C’est dans ce catalogue que s’inscrit aujourd’hui La sentinelle de fer, de Roland Vilella, avec un sous-titre plus explicite : Mémoires du bagne de Nosy Lava (Madagascar). La sentinelle du titre est le phare de l’île, qui prend sous les yeux de l’auteur des connotations négatives, comme dans ce passage situé assez loin dans l’ouvrage, après que l’impression a été répétée à plusieurs reprises : « la silhouette noire du phare émerge dans les éclats du soleil à son coucher, détachée sur le profil de l’île. Je frissonnais toujours à sa vue. L’obscurité finissait par la dissimuler à mes regards, mais je ressentais se présence hostile. »

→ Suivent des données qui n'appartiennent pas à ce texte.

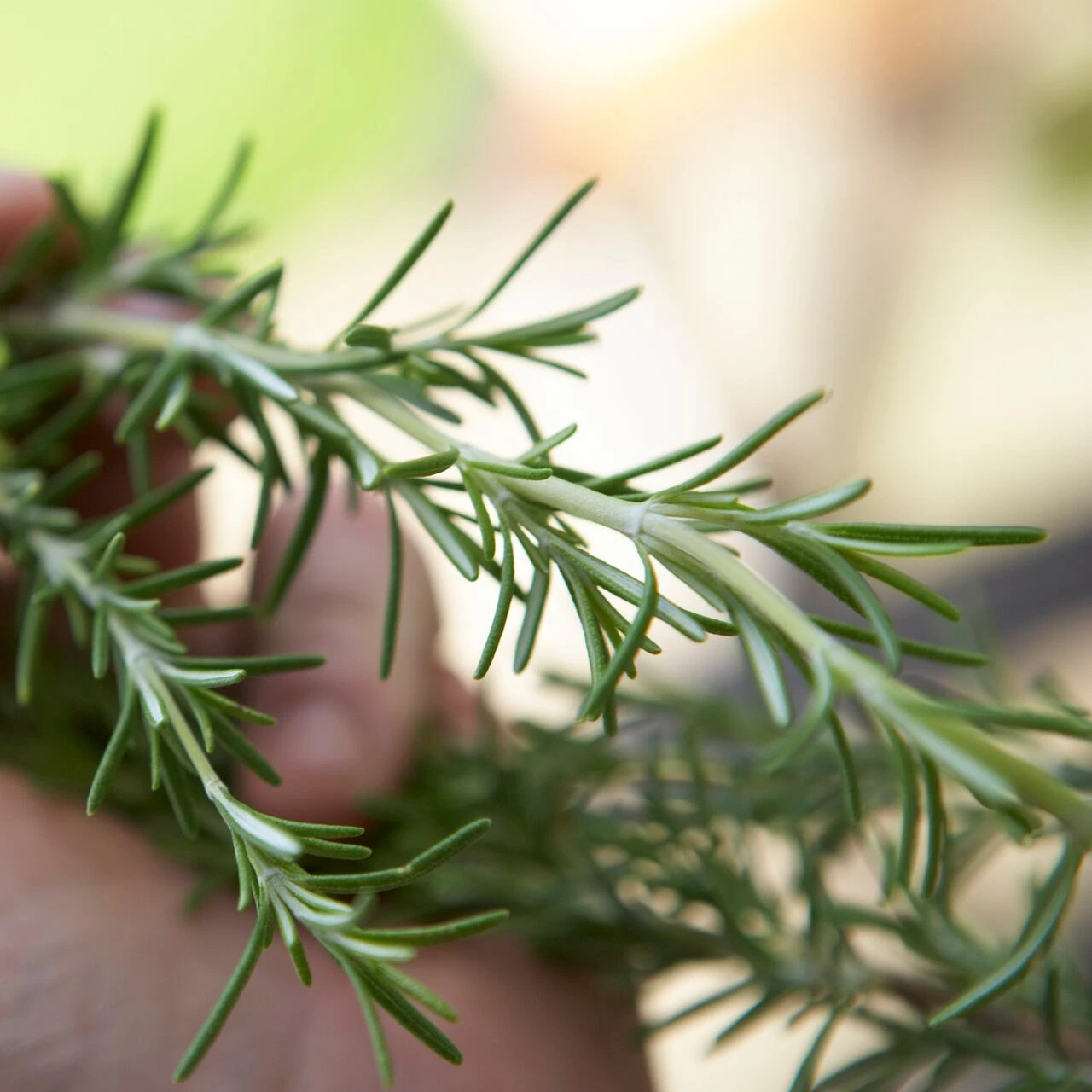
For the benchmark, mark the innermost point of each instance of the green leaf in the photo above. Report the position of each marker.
(511, 470)
(33, 253)
(482, 514)
(441, 531)
(937, 829)
(804, 1081)
(239, 299)
(938, 533)
(940, 653)
(626, 652)
(59, 373)
(392, 608)
(303, 533)
(545, 445)
(905, 770)
(223, 198)
(148, 506)
(227, 1001)
(180, 794)
(334, 851)
(851, 782)
(424, 935)
(503, 603)
(291, 937)
(425, 467)
(366, 335)
(254, 665)
(68, 480)
(31, 635)
(811, 718)
(806, 508)
(184, 576)
(515, 338)
(379, 1045)
(115, 751)
(764, 663)
(152, 394)
(414, 1022)
(206, 616)
(532, 619)
(239, 746)
(175, 403)
(544, 233)
(866, 601)
(112, 229)
(756, 440)
(908, 585)
(390, 878)
(757, 1013)
(406, 262)
(1042, 923)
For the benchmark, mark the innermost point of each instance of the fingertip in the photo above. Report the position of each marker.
(26, 201)
(342, 730)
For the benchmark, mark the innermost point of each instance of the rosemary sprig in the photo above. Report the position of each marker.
(70, 351)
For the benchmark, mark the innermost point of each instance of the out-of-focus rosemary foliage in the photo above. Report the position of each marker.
(814, 775)
(681, 845)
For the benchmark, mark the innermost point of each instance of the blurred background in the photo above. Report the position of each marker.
(889, 198)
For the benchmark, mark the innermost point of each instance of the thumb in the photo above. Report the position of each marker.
(341, 729)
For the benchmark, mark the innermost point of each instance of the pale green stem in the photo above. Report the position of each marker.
(958, 745)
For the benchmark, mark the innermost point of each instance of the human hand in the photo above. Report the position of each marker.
(102, 982)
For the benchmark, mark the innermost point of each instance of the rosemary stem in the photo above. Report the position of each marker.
(951, 741)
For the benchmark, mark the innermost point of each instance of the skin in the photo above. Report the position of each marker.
(102, 983)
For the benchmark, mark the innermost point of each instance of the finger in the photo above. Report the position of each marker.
(26, 201)
(342, 730)
(171, 538)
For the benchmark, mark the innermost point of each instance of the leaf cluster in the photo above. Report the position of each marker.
(223, 375)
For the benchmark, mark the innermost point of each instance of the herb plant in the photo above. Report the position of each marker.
(628, 855)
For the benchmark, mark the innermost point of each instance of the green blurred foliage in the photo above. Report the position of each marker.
(331, 90)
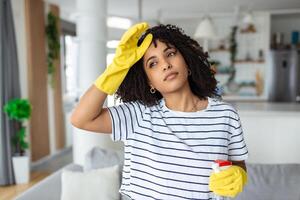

A dire vrai, ce sentiment de malaise ne trouve jamais d’explication rationnelle. Mais on le comprend néanmoins à la lecture du livre : un phare a normalement pour fonction de sauver des vies, celles des navigateurs pour qui il constitue un point de repère permettant d’éviter les dangers ; celui-ci, en revanche, est assimilé à un des gardiens qui ont longtemps sévi, avec une cruauté sans limites, au bagne de Nosy Lava.
Les scènes les plus fortes du récit sont d’ailleurs celles de tortures poussées, s’il en plaît ainsi aux bourreaux, au-delà de la résistance humaine. Bien des prisonniers subissent ainsi une exécution qui ne porte pas son nom, mais au cours de laquelle le penchant de l’homme à la violence s’exerce avec une impunité acceptée par les victimes – et ceux qui, à côté, savent qu’il leur est interdit de voir ce qui se passe, même devant eux. Les criminels sont des deux côtés, seul le pouvoir place une frontière entre eux. Encore tous les prisonniers ne sont-ils pas des criminels endurcis et quelques gardiens peuvent-ils faire preuve d’un minimum d’humanité.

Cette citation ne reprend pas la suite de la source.